The Next American Civil War: The Populist Revolt Against the Liberal Elite

I’m in Tucson now, preparing for .

I’ll try to take some good notes and maybe a photo or two, but I’ll be pretty busy. Meanwhile, here are some links you might like:


Every once in a while, I’ll get a review copy of a book as a free blogger tchotchke that makes me feel like I’m a real media celeb or something. This time it was a copy of Lee Harris’s new book: The Next American Civil War: The Populist Revolt Against the Liberal Elite.

I can’t say I was all that optimistic when I saw the title, or when the publicist who sent me the copy promised that Harris was “the conservative American public intellectual of the new millennium.” I figured this was just going to be one of those books people read when they want to be reminded that people who think like they do are good and those other folks are a bunch of cretins.

I was happy to find that the book is much better than its subtitle. Superficially it’s meant to be a defense of the TEA Party / town hall disruption / Glen Beckian paranoid kvetching / Sara Palinish tendency against the “liberal elites” they complain about. But there’s actually very little in the book about these things. They’re mentioned in passing, along with things like Rosa Parks, Wat Tyler’s rebellion, the discovery of Tahiti, the English Civil War, the Stonewall Riots, the signing of the Magna Carta, the American Revolution, the rise of Andrew Jackson, and so forth. None of these are really analyzed in detail. Elements of each of them are brought out as exemplars to support some facet of Harris’s thesis.
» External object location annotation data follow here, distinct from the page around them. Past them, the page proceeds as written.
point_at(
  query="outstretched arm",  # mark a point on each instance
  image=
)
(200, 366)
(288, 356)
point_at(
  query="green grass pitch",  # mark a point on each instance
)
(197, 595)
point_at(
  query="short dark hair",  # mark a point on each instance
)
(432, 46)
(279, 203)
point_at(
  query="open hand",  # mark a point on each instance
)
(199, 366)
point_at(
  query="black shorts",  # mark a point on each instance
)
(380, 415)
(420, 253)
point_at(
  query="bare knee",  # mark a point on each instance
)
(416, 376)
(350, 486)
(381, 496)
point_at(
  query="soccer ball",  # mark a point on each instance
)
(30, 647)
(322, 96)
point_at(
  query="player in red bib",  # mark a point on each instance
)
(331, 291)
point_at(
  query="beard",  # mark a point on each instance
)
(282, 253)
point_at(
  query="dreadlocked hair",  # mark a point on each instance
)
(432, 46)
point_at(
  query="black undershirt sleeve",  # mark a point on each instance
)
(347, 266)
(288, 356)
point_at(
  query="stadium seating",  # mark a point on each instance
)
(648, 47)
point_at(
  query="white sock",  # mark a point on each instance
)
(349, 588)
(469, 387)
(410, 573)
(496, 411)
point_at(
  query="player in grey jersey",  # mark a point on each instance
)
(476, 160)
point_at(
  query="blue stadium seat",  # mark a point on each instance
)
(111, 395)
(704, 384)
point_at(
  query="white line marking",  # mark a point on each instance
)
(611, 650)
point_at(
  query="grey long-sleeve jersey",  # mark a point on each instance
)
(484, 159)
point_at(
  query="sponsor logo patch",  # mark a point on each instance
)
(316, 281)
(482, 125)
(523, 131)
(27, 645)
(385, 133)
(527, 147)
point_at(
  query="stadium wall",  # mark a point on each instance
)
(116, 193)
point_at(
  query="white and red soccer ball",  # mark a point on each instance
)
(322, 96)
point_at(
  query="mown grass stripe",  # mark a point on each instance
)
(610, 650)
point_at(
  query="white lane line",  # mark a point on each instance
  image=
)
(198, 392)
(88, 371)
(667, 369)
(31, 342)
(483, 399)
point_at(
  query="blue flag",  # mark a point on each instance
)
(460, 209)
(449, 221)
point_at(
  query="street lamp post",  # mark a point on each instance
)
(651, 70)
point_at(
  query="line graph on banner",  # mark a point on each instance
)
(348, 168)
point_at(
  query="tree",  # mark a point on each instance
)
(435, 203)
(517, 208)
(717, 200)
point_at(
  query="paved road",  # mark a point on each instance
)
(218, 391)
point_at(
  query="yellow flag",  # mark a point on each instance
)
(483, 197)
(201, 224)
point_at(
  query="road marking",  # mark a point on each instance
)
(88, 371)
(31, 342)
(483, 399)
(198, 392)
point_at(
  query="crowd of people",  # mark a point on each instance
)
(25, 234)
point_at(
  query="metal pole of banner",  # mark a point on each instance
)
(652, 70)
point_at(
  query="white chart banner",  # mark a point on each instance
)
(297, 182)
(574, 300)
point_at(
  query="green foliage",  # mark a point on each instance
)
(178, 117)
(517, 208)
The gist of which thesis is that these quasi-populist, quasi-organized, right-wing rumblings that have made the news recently are all examples of a latent, liberty-loving orneriness that comes to the surface periodically in lucky countries like ours that have the sort of cultural underpinnings that allow healthy, freedom-promoting governments to evolve.

The tension between democratic, libertarianesque populism on the one hand, and the guidance of the nation by well-meaning, well-educated elites on the other, is, according to Harris, itself a blessing. We shouldn’t root for one side or the other to win (though we may have reason at any particular time to hope one side or the other gets the upper hand) — the fact that these two sides are both vibrant and remain locked in conflict is what ensures the health and utility of republican institutions.

In other words: be glad for the TEA Partiers despite their foibles, inconsistencies, paranoia, and anti-intellectualism, for it is just such unhinged ornery populists that save us from the inevitable overreaching of the nanny state technocrats who would crush society in order to save it. (But cherish the technocrats, too, for they too have their virtues, and if the populists were given unfettered control everything would go to hell in short order.)

It’s thought-provoking to be given a whirlwind tour of Western history seen through the lens of this thesis. That said, the book doesn’t defend the thesis so much as tell it like a bedtime story: pleasant enough, but not very rigorous.